Кладу расчёску на комод, подхожу к постели и ложусь, укладывая голову к ней на колени. Пахнет выпечкой и уютом. Бабушка Маша гладит меня шершавой трясущейся ладонью по волосам. И ведь даже не представляет, как я благодарна судьбе за то, что она у нас есть! Этот человек дал нам больше, чем любой другой из наших кровных родственников.

С тех пор как умерла моя родная бабушка Рая, прошло уже восемь лет. И все эти годы, Лощёва Мария Семёновна была рядом, как и обещала своей подруге, дружба с которой перевалила за отметку в полвека. Дарила нам заботу, тепло и любовь. Всё то, что не могла подарить своим внукам…

Дочь Марии Семёновны уехала в Штаты ещё тридцать лет назад. Вышла замуж, родила троих детей. Да только вот мать родную позабыла и бросила… Оборвала все ниточки. Сперва стала реже звонить, а потом и вовсе заявила, что у неё теперь своя семья. Баба Маша даже внуков своих ни разу не видела. Ей дали понять, что в Америке не ждут. И к сожалению, сами приезжать они тоже не собирались.

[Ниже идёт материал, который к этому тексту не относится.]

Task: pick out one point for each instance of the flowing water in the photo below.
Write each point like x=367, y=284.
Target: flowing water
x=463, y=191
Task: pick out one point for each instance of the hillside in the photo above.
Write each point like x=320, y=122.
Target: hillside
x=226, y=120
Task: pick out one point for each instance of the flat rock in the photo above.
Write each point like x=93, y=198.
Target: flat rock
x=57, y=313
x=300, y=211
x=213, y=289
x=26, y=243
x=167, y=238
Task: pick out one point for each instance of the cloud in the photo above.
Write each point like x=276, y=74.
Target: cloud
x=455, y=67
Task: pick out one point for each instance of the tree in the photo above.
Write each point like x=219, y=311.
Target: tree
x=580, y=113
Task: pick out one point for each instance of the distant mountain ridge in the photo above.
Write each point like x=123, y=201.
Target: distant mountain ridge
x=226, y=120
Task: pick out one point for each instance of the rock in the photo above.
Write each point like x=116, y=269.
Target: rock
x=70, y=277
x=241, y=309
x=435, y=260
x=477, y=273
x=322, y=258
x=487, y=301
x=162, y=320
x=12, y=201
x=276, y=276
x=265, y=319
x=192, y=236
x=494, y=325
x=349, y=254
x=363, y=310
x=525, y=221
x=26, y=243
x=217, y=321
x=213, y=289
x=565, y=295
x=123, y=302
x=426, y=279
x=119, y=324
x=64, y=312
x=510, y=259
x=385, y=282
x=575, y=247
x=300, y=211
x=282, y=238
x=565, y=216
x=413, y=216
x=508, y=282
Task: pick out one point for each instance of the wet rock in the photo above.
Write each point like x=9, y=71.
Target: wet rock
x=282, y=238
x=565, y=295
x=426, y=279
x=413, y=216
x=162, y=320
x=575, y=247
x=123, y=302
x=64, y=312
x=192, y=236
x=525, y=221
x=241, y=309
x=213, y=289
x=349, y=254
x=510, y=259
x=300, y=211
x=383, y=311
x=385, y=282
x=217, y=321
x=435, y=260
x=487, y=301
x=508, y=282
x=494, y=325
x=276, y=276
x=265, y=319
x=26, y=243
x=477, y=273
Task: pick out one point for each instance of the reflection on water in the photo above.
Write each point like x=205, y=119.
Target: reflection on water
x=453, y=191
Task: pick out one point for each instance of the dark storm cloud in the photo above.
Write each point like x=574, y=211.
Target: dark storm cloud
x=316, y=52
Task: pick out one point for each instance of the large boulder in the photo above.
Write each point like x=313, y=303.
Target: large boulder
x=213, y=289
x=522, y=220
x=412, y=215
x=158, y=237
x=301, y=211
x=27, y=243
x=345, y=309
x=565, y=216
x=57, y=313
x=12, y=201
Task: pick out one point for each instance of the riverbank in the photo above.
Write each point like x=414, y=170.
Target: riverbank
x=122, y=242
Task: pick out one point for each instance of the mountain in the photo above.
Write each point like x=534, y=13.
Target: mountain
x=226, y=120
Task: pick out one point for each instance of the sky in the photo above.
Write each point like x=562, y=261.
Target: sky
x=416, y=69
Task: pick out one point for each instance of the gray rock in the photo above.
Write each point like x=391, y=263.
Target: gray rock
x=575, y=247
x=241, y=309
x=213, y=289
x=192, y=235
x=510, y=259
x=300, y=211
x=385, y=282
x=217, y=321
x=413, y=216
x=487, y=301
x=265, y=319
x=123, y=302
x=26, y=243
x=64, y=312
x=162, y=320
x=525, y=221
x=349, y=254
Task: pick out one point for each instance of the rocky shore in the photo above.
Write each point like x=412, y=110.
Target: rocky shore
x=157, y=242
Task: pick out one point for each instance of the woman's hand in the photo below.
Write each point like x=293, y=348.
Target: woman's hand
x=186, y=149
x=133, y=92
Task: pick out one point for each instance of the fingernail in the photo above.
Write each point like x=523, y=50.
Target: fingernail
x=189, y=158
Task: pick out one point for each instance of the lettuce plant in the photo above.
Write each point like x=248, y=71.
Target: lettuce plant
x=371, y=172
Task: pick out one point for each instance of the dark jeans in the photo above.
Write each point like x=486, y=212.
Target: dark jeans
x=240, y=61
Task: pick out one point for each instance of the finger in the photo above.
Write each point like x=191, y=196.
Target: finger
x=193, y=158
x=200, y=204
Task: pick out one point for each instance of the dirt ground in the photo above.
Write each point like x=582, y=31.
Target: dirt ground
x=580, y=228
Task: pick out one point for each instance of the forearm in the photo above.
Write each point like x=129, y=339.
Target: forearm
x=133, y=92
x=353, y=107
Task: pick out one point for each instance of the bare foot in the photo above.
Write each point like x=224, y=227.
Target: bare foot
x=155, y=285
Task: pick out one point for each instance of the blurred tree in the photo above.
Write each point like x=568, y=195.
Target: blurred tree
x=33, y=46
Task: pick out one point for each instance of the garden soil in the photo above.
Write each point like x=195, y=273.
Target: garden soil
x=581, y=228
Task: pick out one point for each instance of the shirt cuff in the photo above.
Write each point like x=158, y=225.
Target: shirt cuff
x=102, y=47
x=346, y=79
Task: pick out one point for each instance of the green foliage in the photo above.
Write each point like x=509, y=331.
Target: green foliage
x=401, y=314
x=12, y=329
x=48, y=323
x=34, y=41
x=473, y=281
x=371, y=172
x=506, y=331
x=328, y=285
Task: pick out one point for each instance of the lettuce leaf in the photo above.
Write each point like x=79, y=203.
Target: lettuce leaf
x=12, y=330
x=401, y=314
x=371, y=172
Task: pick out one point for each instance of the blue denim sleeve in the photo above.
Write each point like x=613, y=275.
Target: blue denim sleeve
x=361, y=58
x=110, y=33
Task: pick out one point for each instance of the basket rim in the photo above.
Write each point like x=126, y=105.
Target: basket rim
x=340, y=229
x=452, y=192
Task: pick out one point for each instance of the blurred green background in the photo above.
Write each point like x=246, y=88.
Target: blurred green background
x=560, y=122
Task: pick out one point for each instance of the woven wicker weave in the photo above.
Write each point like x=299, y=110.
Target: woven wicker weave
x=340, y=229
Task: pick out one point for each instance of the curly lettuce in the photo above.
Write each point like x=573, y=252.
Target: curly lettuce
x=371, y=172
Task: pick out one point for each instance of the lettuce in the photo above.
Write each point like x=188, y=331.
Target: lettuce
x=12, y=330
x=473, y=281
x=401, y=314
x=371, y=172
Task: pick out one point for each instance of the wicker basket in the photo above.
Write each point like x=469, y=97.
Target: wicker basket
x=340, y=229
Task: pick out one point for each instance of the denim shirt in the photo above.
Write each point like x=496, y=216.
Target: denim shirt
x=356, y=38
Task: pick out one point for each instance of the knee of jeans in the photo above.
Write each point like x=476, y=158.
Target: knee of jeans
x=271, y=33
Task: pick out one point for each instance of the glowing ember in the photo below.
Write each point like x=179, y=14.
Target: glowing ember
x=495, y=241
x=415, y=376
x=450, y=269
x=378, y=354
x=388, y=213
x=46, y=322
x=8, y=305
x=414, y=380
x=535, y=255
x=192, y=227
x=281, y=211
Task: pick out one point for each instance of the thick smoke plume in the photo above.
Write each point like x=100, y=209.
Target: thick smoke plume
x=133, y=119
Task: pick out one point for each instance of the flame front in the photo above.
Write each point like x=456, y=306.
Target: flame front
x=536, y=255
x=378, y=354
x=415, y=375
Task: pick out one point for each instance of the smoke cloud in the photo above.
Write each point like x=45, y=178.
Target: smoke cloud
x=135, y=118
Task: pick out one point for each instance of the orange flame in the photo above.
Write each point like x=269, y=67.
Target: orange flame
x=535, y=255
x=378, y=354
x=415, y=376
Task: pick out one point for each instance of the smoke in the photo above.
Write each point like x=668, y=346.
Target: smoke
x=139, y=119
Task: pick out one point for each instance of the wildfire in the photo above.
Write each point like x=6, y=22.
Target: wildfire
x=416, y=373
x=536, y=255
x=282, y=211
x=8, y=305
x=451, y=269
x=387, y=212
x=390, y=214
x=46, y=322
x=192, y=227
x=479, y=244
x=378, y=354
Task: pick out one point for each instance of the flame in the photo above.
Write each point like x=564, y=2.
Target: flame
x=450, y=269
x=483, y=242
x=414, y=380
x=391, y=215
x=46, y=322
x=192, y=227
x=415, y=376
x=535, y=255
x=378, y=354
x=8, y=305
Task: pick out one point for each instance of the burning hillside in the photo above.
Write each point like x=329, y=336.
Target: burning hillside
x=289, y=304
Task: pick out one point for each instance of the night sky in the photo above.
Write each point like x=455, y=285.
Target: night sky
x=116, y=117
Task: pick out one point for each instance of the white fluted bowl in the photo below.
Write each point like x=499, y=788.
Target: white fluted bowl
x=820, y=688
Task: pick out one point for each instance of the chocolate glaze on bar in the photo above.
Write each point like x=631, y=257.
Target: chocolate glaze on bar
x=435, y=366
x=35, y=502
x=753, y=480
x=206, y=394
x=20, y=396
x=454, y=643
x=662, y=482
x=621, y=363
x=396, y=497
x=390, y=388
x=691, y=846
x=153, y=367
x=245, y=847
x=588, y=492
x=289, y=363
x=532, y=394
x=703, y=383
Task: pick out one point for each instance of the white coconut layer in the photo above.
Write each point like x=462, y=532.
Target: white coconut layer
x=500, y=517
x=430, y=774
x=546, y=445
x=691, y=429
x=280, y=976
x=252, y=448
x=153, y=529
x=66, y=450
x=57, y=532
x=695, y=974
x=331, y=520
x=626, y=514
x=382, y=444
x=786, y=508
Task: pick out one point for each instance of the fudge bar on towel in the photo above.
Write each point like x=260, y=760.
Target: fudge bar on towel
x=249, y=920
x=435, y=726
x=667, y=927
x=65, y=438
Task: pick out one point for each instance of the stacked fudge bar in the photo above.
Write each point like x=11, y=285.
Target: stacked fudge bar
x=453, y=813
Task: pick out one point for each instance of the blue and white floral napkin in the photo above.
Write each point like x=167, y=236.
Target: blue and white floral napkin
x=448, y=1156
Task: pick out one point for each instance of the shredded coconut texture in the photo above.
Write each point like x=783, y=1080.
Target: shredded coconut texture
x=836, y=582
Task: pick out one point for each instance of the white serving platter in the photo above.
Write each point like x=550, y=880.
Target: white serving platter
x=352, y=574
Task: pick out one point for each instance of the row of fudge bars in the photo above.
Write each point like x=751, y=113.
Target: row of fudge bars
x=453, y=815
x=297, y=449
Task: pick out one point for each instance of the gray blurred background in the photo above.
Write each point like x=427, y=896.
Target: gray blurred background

Я вот не понимаю, как можно вычеркнуть из жизни свою мать? Спокойно ли спится после этого? У бабы Маши сердце рвётся на части от неизвестности. Живы ли? Здоровы ли? А им плевать. Как же так?

– Паровозов за тебя спрашивал, – вдруг говорит мне.

– Видела его на остановке, подвезти хотел, но я отказалась.

– Алёна, я тебя прошу, осторожнее с ним, – тревожится она. – Это уже не тот наш Илюша. Слухи про него нехорошие ходют. Что папаша его бандит, ты знаешь, так вот и он по его следу пошёл. Делами занимается грязными с этими своими дружками. Черепанов вернулся из колонии, так тут же в Жулебино магазин центральный ограбили.

Вдоль спины бежит холодок. Слышала я про это.

– Сядет Паровозов, если так дальше пойдёт.

– Говорить придёт завтра, – признаюсь ей, ощущая, как трусливо сердце бьётся о рёбра.

– Не пущу на порог! Ишь, глаз на кого положил! В грязь тебя затащить хочет!